No matter how hard you’ve been trying to grow plump and healthy tomatoes, they appear to be funny, strange looking and even deformed. The problem you’re dealing with is called catfacing and it’s a common problem with tomatoes. Learn how to deal with the catfacing disorder, cause it’s never too early to be thinking about your tomatoes.
Why Are My Tomatoes Deformed And Funny Looking?
Catfacing is a term used to describe a deformity in fruits like tomatoes. A tomato affected by this physiological disorder has scarred indentations, holes and cavities, usually on the blossom end of the fruit. These fruits are safe to eat, but, unfortunately, they are not marketable.
The causes of catfacing are not definitely known and there’s little information on the exact cause of this disorder, but it’s generally agreed that there are several possible causes of catfacing in tomatoes.
The most common cause of catfacing is a growth disturbance during the blossom stage. Any abnormality in early flower bud development can cause scarring of fruit and those abnormalities are mainly caused by environmental factors and unfavorable growing conditions.
The extended periods of cold temperatures especially at night are the main culprit for abnormalities in fruit development. Tomato flowers can not develop properly if temperatures drop below 50°F, even if daytime temperatures are high and stable.

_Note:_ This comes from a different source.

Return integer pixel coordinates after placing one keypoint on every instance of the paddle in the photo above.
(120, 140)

It also appears to be that severe pruning in indeterminate varieties may increase catfacing disorder because of reductions in auxins in the plant – a plant hormone that causes the elongation of cells in shoots and is involved in regulating plant growth.
Other possible causes of catfacing are excess nitrogen, insect damage and accidental exposure to hormonal herbicides.
Can anything be done to stop catfacing and deformities on my tomatoes?
In this case, prevention works better than cure. If catfacing disorder occurs, there’s little that can be done. So, before you decide growing tomatoes, you should pick a variety suitable for the growing conditions you can provide them with.
First of all, you can choose a cultivar less susceptible and prone to catfacing. Large and round tomatoes so as jointless varieties are more sensitive to lower temperatures and less prone to catfacing than small and jointed varieties. Also, older cultivars appear to be more resistant and less prone to physical disorders like catfacing.
Some more hardy varieties are ‘Homestead‘ and ‘Monte Carlo’.
If you live in regions where night temperature often drops below 50° the only way you can grow your tomatoes are in a greenhouse. Nevertheless, always consider a proper temperature control and make sure that the temperature in the greenhouse is constantly high, especially during the flower development phase.
But if you want to grow a variety that is susceptible to catfacing you should either protect it during frost or consider planting them when all danger of frost has passed.